Dopo 12 anni a Marbella, Starlight ha preso d’assalto Madrid con una serie di concerti scintillanti (Ricky Martin, Se non fosse stato per Nellie Tra questi c’è Sebastian Yatra). Giovedì è stato Rod Stewart ad aprire il sito del Padiglione 12 dell’IFEMA a Madrid, che è stato magnificamente fotografato come un grande spettacolo e una mostra maestosa. Una zona addobbata con influenze natalizie, con negozi e spazi gastronomici: tanti espedienti ma tutto ben confezionato. Naturalmente, se la musica è importante, ciò che deve prevalere è un suono sorprendente, e questo è il caso del sistema Holoplot, utilizzato tra gli altri sistemi dagli U2 a Las Vegas. Bel suono.
Quasi 8.000 persone si sono radunate sul posto per una serata aperta da Joe Sumner, figlio di Sting. Il capo della polizia ci ha portato i suoi classici con il titolo “My Songs”, uno spettacolo dal vivo che pubblica dal 2019. È iniziato in grande stile con “Message In A Bottle”, un classico indiscutibile di una band fondamentale nella storia del pop-rock. Poi prosegue con un classico dei suoi esordi, “Un inglese a New York”.
Gordon Matthew Thomas Sumner di Sting indossa una maglietta a maniche corte con motivi di animali e può sfoggiare l’elisir della giovinezza. La sua voce lo accompagna. e una band di tre coristi, chitarra, armonica, tastiere, arpa e batteria, coronati da un basso logoro ma potente.
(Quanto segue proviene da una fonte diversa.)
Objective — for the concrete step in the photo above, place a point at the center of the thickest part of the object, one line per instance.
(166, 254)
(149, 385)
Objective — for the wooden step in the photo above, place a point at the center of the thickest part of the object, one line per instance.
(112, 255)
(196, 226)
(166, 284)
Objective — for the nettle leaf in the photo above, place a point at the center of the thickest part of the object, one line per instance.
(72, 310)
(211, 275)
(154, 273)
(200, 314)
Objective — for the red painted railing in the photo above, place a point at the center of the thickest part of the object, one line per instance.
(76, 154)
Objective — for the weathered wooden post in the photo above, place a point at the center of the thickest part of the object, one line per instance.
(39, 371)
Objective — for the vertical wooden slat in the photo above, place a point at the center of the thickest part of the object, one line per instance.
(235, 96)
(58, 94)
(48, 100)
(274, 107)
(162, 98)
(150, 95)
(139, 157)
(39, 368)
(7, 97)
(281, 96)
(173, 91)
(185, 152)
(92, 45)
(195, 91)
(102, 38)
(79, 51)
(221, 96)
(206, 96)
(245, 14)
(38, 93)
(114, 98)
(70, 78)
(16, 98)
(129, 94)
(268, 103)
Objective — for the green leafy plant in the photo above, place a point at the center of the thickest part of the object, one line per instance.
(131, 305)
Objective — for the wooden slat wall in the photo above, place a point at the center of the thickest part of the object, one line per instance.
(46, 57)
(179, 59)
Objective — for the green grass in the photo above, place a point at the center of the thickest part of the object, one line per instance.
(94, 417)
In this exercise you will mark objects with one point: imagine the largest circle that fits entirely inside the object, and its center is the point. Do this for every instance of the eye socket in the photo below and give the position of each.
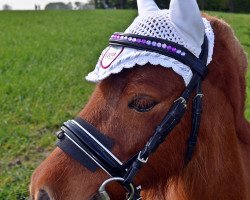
(142, 103)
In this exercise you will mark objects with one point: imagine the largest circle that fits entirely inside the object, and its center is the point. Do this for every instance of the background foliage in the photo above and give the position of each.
(43, 59)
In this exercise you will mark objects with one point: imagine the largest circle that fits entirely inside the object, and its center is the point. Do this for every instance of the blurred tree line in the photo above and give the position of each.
(215, 5)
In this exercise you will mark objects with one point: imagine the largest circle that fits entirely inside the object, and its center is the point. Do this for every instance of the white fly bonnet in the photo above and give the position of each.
(181, 24)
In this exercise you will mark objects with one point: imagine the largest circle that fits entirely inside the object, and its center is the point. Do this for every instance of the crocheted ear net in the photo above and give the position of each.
(154, 24)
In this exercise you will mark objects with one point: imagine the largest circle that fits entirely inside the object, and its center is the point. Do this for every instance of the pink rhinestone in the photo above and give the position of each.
(178, 51)
(164, 46)
(159, 44)
(173, 49)
(148, 42)
(138, 40)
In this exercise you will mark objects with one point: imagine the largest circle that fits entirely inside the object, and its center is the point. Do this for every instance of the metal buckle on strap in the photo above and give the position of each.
(142, 160)
(183, 101)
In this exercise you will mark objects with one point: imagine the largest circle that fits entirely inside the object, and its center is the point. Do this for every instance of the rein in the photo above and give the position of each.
(91, 148)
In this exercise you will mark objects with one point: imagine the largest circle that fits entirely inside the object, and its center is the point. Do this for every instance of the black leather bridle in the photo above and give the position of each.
(92, 149)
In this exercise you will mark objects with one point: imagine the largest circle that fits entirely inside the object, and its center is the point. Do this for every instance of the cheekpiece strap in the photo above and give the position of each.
(161, 46)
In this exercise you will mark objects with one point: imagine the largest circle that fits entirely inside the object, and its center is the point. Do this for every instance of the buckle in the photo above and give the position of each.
(183, 101)
(142, 160)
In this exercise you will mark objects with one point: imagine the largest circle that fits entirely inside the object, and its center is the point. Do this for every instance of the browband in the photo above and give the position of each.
(164, 47)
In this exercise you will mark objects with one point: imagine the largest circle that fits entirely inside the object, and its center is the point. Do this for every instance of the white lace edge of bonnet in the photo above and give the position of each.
(131, 57)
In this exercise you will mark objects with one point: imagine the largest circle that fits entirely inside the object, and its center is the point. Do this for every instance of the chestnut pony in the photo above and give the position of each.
(220, 167)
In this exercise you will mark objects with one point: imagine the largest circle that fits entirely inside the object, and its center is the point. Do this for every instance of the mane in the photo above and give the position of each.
(229, 65)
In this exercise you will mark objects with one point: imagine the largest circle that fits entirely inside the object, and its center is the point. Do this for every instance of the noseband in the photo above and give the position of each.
(92, 149)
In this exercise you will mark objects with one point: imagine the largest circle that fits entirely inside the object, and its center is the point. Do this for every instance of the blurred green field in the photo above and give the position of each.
(44, 57)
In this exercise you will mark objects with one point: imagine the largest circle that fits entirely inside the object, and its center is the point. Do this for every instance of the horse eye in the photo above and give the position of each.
(142, 103)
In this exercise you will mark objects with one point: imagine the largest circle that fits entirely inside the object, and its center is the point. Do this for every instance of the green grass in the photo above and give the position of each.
(44, 57)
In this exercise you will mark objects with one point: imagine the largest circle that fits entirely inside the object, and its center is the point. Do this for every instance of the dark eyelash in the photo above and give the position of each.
(142, 104)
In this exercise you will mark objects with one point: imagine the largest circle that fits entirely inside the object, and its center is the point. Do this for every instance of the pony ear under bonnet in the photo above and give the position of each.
(181, 24)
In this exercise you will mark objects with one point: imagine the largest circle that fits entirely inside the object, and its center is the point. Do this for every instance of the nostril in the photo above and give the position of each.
(43, 195)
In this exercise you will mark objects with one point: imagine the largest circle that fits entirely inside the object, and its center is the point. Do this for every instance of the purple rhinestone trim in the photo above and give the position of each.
(149, 43)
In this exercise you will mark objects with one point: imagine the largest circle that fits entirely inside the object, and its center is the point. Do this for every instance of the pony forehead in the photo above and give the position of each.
(155, 24)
Dopo la spinta iniziale dei classici (menzionati insieme a “Every Little Thing Is Magic” e “If You Love Someone Set Them Free” dei Police, a cui mancava un ottimo sax in studio, o a “Spirits in a Material World”) le cose andarono in discesa. Con argomenti meno importanti. Sting ha maggiore maestria e abilità la polizia Ma la sua carriera da solista presenta paesaggi enormi e terre desolate. Non tutto andrà alla grande.
È allora che gioca con mix più melliflui (“Winter Dogs”, “A Brand New Day”, ” Why Should I Cry for You”), o più di una canzone, o cerca un mix (“Heavy Cloud”), o estratti da REM (“Tutto questo tempo”) quando le cose non funzionano. È allora che si perde, si confonde e perde la sua essenza. Ma riprende un interesse rispettabile con “If I Lose My Faith in You”, una discreta ballata mediocre che è stata elevata a classico ma sovrasfruttata, o colpisce duro con “Shape of My Heart”.
Tutto è pensato per rivisitare i classici dei Police e riportarli nel loro impero: “Walking On The Moon” continua a suonare alla grande, in quel ritmo reggae, o nel modo energico e spericolato di “So Lonely”: piena di vitamine, adrenalina- canzoni seducenti, di coloro che ricaricano le nostre batterie.
La sua voce risuona con quel punto lacrimoso e confessionale, che è così accattivante. Mentre lo spettacolo continuava forte, ma con un ritmo a tratti inconsistente. La sua band brilla, o i coristi sono in modalità R&B, o raggiungono il massimo degli acuti, o l’armonica è fantastica.
Il repertorio era irregolare, ma i classici e i successi funzionavano alla grande. Sono ciò che salva lo scorpione. Ovviamente la band suona alla grande, trasuda gioventù e buon lavoro. Ma il riferimento ci lascia un po’ persi. Non tutto va bene.
“Every Breath You Take”, quel classico di “Synchronicity” (1983), forse l’album più commerciale e più interessante dei Police, agisce nel finale per ripristinare l’entusiasmo del pubblico.
Nei bis, il medley di “Roxanne” ha successo ma si confonde nello stile sorprendentemente impersonale del decennio, insieme a una di quelle ballate come “Fragile”. Il risultato non penetra come dovrebbe. Ma ehi, Sting mantiene il suo carisma e il suo libro di canzoni. Le persone irrilevanti non dovrebbero essere al centro della scena ai loro concerti. Naturalmente, lo spettacolo è stato fantastico a 72 anni. Sono le canzoni dei Police a risaltare, sì, ma chi aveva quel potere.